高橋哲郎さんは1921年生まれ、中国語を生かすため大学卒業後商社に入社。中国へ転勤になり、現地召集。実戦に出ることなく5年間のシベリア抑留。
その後、中国「撫順戦犯管理所」に戦犯として6年間収容されましたが、人道的な待遇を受け、1956年に不起訴即釈放となり帰国。「中帰連」の最後の事務局長として活躍しました。

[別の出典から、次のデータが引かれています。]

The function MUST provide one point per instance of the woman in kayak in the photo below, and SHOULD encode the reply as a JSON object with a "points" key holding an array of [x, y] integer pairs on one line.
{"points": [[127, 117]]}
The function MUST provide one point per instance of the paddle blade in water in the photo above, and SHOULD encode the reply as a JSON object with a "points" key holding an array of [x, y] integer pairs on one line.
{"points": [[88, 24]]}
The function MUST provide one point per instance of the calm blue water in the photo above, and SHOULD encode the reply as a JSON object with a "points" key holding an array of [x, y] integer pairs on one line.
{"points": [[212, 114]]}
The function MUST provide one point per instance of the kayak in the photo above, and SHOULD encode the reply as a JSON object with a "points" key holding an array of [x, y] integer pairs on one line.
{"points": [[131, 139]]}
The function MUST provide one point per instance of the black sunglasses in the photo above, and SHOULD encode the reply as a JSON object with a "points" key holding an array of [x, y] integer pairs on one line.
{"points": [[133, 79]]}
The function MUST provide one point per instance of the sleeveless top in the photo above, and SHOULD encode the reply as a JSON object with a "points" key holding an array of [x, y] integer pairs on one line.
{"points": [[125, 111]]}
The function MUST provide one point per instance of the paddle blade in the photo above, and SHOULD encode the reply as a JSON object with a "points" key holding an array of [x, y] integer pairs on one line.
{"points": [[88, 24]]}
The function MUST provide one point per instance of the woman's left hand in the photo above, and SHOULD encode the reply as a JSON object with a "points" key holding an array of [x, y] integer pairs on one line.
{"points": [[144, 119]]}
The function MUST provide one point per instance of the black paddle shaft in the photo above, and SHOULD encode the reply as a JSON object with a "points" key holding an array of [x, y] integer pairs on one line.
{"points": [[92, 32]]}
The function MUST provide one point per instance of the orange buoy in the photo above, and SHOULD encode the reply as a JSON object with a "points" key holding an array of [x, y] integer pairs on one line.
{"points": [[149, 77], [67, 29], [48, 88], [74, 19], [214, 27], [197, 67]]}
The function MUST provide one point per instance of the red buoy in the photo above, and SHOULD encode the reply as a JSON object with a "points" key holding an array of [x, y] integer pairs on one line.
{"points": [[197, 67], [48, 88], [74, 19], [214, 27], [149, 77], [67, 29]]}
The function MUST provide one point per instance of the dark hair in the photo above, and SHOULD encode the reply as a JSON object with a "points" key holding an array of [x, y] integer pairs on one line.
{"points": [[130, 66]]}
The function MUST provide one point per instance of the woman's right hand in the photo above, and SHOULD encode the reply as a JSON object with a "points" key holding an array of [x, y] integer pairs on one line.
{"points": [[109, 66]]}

昨年12月6日に成立した特定秘密保護法について、高橋さんは「戦前、戦時中には治安維持法という残酷な国民弾圧法があり、さらに国家総動員法、軍事機密法があったのです。昔は特高や憲兵が常に出てきて、連れられて行きました」と厳しく語ります。
「文化人や学者が非常に心配、憂慮されるような治安維持法そっくりそのままに、もっと複雑な形で、われわれの上におおいかぶさってくるでしょう。民衆一般はほとんど恐怖感で発言できなくなります」
さらに、「この法は、アメリカに情報を売るため、アメリカと日本の軍事同盟をさらに強化することが最終目的だと思います。そうすると、中国や韓国との外交関係が果たして良くなっていくかどうか疑問です。日本にとって中国と韓国は一番大事です。歴史認識などの外交問題化が一番懸念されます」と、顔を曇らせました。
高橋さんは、孫子の代に再び戦争という可能性が出てくることが、「非常に心配」と力を込め、「でも、これほど大きな反対運動が起こっていることは希望です。皆さんと一緒に考えていきたい」と結びました。